Titi había formado la guardia de seguridad de Rucci, lo había acompañado a Tucumán y había avanzado por el pasillo central de un teatro colmado de militantes de izquierda que le gritaban traidor y burócrata. Rucci, cuenta Titi, avanzó hasta el escenario, agarró el micrófono y empezó a hablar. Y habló. Y a medida que hablaba Titi comenzó a relajar la mano derecha, que tenía clavada en la cintura, cerca del revólver. Y para cuando Rucci terminó de hablar las fieras se habían calmado y lo aplaudían. La otra escena que me cuenta es la del día que mataron a Rucci: iba manejando el auto hacia Capital cuando escuchó la noticia.
Y viene esa historia tras la que fui: el reencuentro, entrada la década del 2000. Gungo sale de la cárcel y busca restablecerse en San Nicolás. La última imagen que Gorriarán Merlo suelta de San Nicolás en su libro data de 1994: un paseo en auto, clandestino, las cuadras de la infancia, cuando ya ni siquiera sobrevive la tienda Adúriz, en San Martín y Mitre (donde su abuelo tenía el negocio y en ese entonces funcionaba aún el banco BID), el club Belgrano en Pellegrini entre Roca y Savio, la entrada por calle Nación desde la autopista, con la plaza triangular de barrio Garetto, como un sobreviviente de los tiempos en que un barrio era también un lugar para ganar el afuera.

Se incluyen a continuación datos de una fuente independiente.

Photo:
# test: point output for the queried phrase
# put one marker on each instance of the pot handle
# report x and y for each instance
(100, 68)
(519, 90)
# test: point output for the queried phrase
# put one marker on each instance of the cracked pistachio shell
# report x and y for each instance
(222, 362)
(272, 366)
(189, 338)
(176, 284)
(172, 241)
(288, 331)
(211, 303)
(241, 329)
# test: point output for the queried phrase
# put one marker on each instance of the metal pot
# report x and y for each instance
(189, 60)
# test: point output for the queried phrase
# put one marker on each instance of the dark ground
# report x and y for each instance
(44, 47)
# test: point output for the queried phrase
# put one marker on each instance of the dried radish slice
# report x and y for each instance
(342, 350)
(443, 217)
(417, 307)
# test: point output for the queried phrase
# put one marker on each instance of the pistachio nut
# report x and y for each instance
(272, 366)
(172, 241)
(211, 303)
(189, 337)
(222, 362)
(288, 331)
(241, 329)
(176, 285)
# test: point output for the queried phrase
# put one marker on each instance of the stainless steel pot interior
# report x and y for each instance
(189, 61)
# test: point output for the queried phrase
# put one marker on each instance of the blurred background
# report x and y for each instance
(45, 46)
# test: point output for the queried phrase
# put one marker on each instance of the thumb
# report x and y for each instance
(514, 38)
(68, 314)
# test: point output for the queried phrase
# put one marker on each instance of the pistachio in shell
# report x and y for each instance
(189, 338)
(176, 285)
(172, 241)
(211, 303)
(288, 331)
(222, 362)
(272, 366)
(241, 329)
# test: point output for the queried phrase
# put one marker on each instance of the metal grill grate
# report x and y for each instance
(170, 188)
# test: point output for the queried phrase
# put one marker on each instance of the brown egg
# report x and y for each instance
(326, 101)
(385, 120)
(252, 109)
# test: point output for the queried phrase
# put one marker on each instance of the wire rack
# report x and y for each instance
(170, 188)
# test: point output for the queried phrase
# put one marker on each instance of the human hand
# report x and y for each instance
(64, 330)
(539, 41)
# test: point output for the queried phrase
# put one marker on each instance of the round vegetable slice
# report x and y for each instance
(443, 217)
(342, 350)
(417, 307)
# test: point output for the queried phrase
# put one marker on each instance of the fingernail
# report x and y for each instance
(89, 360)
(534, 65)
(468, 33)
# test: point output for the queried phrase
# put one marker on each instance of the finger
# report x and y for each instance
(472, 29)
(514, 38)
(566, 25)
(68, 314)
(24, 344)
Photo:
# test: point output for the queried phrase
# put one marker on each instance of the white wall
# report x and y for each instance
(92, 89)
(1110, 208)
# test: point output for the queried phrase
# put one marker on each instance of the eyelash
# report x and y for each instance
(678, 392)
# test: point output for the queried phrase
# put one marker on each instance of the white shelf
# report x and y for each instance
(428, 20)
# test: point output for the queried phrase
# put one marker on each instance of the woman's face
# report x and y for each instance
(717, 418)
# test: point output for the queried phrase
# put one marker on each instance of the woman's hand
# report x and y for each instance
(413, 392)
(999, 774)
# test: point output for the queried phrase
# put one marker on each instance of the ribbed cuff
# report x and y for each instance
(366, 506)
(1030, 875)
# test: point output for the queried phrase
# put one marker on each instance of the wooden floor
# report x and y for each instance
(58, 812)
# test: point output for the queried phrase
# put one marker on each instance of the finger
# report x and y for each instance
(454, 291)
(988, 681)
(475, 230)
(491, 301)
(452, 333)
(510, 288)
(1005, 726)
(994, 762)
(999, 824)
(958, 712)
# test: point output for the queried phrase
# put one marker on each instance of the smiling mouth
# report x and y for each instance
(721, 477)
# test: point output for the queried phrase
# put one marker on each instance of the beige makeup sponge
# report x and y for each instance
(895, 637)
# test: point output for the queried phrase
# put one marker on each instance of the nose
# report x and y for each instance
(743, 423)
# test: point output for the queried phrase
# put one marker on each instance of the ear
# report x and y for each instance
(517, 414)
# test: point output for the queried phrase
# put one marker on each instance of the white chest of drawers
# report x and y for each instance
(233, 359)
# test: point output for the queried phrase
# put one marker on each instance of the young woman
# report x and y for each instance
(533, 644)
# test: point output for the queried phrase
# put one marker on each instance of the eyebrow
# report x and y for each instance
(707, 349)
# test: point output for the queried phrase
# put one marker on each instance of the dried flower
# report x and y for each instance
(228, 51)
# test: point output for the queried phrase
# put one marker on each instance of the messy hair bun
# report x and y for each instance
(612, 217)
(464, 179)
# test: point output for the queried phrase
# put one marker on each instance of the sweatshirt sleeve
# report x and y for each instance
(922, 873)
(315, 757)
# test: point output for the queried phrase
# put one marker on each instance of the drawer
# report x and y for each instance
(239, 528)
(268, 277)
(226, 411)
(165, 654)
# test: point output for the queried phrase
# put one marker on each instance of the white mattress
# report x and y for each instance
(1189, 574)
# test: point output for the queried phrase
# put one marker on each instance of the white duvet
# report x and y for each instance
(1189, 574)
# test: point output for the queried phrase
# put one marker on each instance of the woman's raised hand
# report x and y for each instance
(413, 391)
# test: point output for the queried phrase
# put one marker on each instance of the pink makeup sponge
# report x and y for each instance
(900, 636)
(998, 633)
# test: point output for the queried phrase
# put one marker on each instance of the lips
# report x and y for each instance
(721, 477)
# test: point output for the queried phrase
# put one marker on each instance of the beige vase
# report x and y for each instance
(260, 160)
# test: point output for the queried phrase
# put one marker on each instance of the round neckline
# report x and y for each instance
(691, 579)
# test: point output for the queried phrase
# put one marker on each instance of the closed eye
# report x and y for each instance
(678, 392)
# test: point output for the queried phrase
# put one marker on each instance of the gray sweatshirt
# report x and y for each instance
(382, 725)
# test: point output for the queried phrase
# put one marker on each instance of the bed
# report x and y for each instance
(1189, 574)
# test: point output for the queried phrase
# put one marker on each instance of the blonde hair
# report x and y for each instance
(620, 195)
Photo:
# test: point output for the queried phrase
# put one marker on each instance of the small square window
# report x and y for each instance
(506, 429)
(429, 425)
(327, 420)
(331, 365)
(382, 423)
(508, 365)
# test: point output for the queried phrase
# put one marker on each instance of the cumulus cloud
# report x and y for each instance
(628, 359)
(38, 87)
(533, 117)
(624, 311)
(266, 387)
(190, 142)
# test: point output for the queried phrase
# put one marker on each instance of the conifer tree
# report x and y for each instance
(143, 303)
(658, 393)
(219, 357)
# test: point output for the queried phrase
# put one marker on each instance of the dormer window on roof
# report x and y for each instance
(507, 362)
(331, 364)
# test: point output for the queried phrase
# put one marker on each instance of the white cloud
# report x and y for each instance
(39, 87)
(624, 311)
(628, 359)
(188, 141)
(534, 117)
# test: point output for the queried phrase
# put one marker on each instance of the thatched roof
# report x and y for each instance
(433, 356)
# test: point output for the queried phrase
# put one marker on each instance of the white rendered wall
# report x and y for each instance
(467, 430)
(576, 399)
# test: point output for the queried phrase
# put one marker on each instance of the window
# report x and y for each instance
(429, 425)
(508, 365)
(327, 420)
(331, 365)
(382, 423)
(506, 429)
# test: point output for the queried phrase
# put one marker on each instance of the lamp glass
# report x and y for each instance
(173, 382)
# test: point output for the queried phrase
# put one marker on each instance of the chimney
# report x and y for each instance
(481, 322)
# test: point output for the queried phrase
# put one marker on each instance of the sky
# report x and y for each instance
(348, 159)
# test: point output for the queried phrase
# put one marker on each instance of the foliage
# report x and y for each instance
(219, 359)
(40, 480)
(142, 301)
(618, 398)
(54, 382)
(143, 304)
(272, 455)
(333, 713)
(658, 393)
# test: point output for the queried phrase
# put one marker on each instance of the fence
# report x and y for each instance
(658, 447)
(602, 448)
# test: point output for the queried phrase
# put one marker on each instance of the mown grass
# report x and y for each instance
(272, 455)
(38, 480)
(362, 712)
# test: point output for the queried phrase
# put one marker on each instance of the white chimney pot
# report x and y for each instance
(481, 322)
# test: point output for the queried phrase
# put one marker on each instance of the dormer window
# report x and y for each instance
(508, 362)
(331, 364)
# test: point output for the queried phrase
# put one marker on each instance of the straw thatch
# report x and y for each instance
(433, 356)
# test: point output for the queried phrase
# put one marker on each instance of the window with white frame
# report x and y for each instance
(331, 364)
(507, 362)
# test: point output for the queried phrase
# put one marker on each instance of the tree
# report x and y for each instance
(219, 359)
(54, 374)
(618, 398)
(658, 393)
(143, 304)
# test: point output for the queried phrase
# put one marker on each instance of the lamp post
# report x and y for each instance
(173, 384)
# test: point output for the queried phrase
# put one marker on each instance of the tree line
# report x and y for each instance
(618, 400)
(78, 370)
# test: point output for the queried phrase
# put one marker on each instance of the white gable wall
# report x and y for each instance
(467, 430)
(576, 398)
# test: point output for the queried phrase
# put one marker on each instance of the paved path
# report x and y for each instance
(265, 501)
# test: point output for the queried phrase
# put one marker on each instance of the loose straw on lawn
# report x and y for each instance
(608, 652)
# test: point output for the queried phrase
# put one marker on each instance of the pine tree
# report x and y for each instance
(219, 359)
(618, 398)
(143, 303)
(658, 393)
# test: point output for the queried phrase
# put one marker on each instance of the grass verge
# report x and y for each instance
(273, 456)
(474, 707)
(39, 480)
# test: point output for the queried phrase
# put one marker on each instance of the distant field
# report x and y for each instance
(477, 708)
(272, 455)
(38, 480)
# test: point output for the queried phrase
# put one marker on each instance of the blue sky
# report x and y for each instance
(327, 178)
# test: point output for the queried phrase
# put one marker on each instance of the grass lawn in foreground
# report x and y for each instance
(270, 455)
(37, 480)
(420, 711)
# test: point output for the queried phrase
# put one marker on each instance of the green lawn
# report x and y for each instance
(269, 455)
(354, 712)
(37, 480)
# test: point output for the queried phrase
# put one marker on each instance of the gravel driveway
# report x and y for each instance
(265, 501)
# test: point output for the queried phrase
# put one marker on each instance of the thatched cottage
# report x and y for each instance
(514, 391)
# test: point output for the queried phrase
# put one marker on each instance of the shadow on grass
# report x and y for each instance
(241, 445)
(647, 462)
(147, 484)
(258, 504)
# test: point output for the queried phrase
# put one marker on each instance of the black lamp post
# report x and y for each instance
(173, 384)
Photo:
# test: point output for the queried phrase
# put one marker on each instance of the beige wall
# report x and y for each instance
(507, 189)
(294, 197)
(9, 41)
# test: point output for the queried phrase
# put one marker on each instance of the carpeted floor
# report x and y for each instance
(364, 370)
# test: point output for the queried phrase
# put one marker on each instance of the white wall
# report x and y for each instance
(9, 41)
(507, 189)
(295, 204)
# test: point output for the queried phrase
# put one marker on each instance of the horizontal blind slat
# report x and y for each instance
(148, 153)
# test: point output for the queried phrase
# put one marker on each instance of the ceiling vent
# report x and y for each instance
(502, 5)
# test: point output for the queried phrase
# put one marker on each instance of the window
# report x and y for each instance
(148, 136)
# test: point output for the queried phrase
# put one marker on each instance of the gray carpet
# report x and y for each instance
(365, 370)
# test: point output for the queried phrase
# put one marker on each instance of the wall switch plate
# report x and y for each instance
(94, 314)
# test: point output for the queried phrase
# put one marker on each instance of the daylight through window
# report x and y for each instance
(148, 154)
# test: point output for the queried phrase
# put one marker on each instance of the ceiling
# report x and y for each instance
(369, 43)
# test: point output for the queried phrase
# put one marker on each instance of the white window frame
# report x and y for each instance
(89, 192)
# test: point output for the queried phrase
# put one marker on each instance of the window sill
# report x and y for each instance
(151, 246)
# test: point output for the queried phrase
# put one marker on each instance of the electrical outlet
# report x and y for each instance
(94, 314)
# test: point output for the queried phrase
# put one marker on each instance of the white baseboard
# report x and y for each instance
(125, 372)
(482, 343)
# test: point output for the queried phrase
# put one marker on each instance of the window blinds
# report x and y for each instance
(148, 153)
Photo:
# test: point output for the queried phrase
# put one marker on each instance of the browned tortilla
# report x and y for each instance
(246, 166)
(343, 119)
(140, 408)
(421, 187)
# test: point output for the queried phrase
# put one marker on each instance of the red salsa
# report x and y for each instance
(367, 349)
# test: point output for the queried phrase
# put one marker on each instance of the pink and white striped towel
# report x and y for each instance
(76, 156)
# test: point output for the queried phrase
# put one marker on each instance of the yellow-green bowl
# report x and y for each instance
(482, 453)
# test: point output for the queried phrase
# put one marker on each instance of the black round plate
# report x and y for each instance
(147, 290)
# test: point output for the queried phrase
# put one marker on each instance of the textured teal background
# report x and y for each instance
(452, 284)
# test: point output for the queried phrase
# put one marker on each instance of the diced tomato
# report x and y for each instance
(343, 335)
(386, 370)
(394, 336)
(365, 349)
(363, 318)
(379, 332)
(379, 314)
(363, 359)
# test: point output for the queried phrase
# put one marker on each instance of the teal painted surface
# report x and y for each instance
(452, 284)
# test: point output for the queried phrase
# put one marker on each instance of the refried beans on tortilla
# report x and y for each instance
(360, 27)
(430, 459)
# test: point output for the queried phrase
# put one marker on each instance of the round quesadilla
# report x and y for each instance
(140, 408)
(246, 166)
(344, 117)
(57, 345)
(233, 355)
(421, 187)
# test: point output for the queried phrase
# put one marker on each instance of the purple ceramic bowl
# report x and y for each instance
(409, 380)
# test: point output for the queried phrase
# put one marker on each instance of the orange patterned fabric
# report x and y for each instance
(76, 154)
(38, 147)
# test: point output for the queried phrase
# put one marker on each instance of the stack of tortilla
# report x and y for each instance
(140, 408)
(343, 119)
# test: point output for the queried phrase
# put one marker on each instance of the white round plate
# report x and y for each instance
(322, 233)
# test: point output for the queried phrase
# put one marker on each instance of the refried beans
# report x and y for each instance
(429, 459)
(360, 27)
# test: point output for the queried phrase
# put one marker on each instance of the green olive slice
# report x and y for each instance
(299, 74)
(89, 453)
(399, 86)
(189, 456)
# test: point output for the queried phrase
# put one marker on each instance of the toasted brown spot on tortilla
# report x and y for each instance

“Iba a comprarse una casita acá”, dice Titi, y me habla de un chalet sobre la autopista, allá en lo que fue la zona de viñedos y de quintas, entre las dos entradas de la ruta 9 (la de calle Nación y la de avenida Irigoyen, que se convierte en la ruta nacional 188 y es la primera viniendo desde Buenos Aires). En la misma zona, en calle Cavalli al fondo, está la bodega de los Lagostena, un edificio con dos enormes tanques industriales en el subsuelo a los que iba a parar, hasta principios de los 70, el vino que salía de las uvas que se cultivaban en el campo que la rodea. El edificio, me dice Mingo, es de 1880. Los abuelos de Hugo Lagostena vivieron allí y fabricaron vino desde entonces. El campo, que ha perdido algunas hectáreas, tiene ahora una pequeña lonja destinada a unas vides de Cabernet Sauvignon, Malbec, Torrontés, Merlot y Pinot Noir que Mingo y Fernando compran sin embargo en Colonia Caroya, Córdoba. El lugar, que desde la autopista parece un llano polvoriento, prolifera en historias a medida que uno se adentra. Es como esas canciones clásicas del folclore: su misterio está en repetirse, en hacerse igual y darnos un lugar para hallar la diferencia.
 Rucci y su escolta nicoleña en una foto cedida por Beccarini.
 
Gorriarán Merlo iba a comprarse ahí la casa y en eso estaba, acompañado por Beccarini, en fabricarse el descanso del guerrero, rendirse al “plan simple”, cuando lo sorprendió la muerte.